Samuel toys with the level of control between him and Romy, often forcing her into situations that are unexpected. Dickinson wanted to play Samuel with a genuine air of uncertainty. It’s a relationship that pays homage to iconic erotic thrillers while undercutting what’s expected from the genre in a way that forces the viewer to confront conceptions about gender, power and sex. Dickinson describes his character as someone who is simply “wading around in his own mess.”

“He fronts as an assured individual, and other times he seems completely unstable,” the actor says. “He’s just a young man trying to figure out what his masculinity means. Sometimes he wants Romy in a very simplistic way, and that’s what he’ll get. And then there are other times where it feels like he’s using it as his own experiment to understand himself and understand his desires.”

Before shooting “Babygirl,” Dickinson took on a small role in Steve McQueen’s “Blitz” as a firefighter battling the aftermath of the German air raids during World War II. He wanted to work with McQueen, as well as star Saoirse Ronan, with whom he’d previously co-starred in “See How They Run.” “I thought it was important, even if it was a small role,” he says. “I just pop in and out of it, but it was fun to be a part of a bigger canvas.”
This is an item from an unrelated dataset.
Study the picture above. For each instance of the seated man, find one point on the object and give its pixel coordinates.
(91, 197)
Dickinson also recently completed his directorial debut, which he shot in England over the summer. The as-yet-untitled film is set against the backdrop of homelessness in the U.K., and it’s a story Dickinson has been developing for more than five years. In fact, he wanted to direct before he ever wanted to act, despite building an impressive career on film and TV in such award-nominated projects as “Triangle of Sadness,” “The Iron Claw” and “A Murder at the End of the World.”

“As I started to get older and act, I realized I was suppressing that desire to make stuff as well,” he notes. “It was there, bubbling away. I love being on film sets. I love being a tiny piece of the puzzle as an actor. But I also have a huge desire to be the one building the puzzle.”